24 May 2024

KENDRICK VS. DRAKE BEEF: the do's and don'ts of using AI in a creative process

For anyone that’s been online the past few weeks, there’s been a lot of activity surrounding the boiling over of a beef that’s been stewing for almost a decade.

For those not caught up, wondering about the intricacies of the beef and how it evolved, read more here.

The winner has been widely proclaimed to be Kendrick Lamar. His latest track “Not Like Us” is already being deemed a summer anthem and surpassing every record previously held by Drake. Ironically, in the song which many see as the official start of the beef, Push Ups, Drake raps:

Numbers wise, I'm out of here, you not f*ckin creepin up.

That did not age well.

We’re here to discuss where else Drake went wrong and what it has to do with AI.


Use AI to summarise and help you understand lyrics

Drake tragically misunderstood the contents of a song released in Lamar’s 2022 Mr.
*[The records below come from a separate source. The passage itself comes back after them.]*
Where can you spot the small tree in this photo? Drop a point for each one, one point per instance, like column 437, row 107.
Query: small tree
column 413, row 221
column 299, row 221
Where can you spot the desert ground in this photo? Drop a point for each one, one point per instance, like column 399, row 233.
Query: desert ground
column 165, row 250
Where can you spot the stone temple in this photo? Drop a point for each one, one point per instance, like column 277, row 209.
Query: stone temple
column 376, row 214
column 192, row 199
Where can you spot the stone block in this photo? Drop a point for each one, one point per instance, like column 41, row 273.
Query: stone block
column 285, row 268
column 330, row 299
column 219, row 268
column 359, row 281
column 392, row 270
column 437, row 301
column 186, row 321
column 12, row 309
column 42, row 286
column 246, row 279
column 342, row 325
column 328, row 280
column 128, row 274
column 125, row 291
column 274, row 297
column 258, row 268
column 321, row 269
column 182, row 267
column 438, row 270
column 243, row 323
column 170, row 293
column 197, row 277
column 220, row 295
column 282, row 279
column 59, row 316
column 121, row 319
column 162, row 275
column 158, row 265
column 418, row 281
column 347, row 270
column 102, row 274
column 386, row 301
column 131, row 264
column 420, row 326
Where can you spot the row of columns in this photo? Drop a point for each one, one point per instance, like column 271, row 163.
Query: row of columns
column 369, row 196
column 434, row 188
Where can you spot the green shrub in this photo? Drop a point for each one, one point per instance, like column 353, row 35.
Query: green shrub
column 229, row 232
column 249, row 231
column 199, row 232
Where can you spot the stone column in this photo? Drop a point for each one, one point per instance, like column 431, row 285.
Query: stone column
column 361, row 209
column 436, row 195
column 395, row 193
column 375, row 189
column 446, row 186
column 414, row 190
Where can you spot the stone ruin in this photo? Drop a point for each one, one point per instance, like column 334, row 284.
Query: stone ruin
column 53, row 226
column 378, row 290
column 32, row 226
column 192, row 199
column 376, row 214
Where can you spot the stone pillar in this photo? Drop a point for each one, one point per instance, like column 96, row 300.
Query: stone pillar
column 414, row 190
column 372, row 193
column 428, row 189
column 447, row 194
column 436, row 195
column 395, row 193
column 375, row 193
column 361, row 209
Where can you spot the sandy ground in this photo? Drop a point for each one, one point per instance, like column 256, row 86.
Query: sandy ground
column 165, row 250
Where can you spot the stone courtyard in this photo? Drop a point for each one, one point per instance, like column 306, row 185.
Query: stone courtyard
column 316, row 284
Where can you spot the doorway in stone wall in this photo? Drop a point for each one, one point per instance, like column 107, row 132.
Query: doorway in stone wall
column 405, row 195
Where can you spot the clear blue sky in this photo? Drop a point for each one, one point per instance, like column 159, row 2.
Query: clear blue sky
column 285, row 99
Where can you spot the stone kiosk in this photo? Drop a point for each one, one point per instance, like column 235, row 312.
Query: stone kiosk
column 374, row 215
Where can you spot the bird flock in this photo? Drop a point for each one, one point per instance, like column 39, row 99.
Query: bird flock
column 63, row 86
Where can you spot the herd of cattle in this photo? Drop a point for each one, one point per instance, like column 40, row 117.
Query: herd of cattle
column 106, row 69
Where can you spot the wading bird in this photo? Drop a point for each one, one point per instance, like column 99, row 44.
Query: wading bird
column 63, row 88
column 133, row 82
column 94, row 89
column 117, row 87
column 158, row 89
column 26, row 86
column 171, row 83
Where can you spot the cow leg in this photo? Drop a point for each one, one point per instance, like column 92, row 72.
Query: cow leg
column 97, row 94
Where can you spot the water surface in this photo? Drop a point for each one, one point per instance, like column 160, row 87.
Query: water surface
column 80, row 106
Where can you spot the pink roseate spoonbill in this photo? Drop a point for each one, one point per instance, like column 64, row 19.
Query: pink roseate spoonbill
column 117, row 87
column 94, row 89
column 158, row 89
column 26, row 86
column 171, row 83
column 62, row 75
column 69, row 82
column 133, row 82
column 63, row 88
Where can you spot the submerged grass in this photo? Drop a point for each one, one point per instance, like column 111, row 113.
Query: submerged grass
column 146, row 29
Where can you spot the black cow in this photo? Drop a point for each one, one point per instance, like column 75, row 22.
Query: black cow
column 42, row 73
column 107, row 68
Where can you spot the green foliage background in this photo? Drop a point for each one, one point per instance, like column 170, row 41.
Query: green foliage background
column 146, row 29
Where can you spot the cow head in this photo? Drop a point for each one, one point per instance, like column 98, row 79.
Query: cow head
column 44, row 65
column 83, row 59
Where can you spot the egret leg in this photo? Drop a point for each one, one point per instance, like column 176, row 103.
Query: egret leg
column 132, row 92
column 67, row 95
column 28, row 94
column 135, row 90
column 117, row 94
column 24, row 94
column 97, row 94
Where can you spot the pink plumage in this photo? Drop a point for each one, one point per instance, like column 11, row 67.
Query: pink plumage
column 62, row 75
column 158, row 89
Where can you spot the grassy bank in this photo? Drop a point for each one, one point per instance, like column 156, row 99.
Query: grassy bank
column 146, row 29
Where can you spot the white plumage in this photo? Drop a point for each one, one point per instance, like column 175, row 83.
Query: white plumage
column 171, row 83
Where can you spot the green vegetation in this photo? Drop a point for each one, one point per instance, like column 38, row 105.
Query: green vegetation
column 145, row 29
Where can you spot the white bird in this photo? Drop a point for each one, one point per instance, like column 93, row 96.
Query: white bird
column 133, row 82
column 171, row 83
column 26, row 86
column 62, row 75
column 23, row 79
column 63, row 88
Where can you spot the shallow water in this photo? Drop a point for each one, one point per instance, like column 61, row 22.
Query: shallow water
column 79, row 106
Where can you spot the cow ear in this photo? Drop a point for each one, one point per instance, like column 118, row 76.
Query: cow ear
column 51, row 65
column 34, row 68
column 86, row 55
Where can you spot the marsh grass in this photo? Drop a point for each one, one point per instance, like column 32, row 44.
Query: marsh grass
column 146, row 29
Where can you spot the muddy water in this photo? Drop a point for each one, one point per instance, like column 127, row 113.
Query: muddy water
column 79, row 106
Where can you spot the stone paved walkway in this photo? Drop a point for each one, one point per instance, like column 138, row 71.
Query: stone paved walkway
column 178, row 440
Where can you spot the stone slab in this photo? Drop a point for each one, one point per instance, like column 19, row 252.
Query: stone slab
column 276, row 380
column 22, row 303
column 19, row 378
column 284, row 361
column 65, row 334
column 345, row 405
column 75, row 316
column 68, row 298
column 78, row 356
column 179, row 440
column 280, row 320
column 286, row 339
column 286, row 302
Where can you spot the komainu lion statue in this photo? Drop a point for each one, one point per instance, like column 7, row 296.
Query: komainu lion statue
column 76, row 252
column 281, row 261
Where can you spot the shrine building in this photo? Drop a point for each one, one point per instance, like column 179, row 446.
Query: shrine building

Morale and the Big Steppers, resulting in the widely dismissed claims in The Heart pt. 6, namely that Lamar had been sexually abused as a child. A quick check-in with chat gpt shows the song in question Drake refers to, Mother I Sober, instead is a metaphorical exploration of systematic abuse and generational trauma endured by the Black community in the US. Oops.

Screenshot 2024-05-16 at 09.40.28

[1.5 million dislikes & counting]

[My mom came over today, and I was like, "Mother, I—

Mother, I—, mother—," ahh, wait a second

That's that one record where you say you got m*lested

Aw, f*ck me, I just made the whole connection

This about to get so depressin'

This is trauma from your own confessions

This when your father leave you home alone with no protection, so neglected]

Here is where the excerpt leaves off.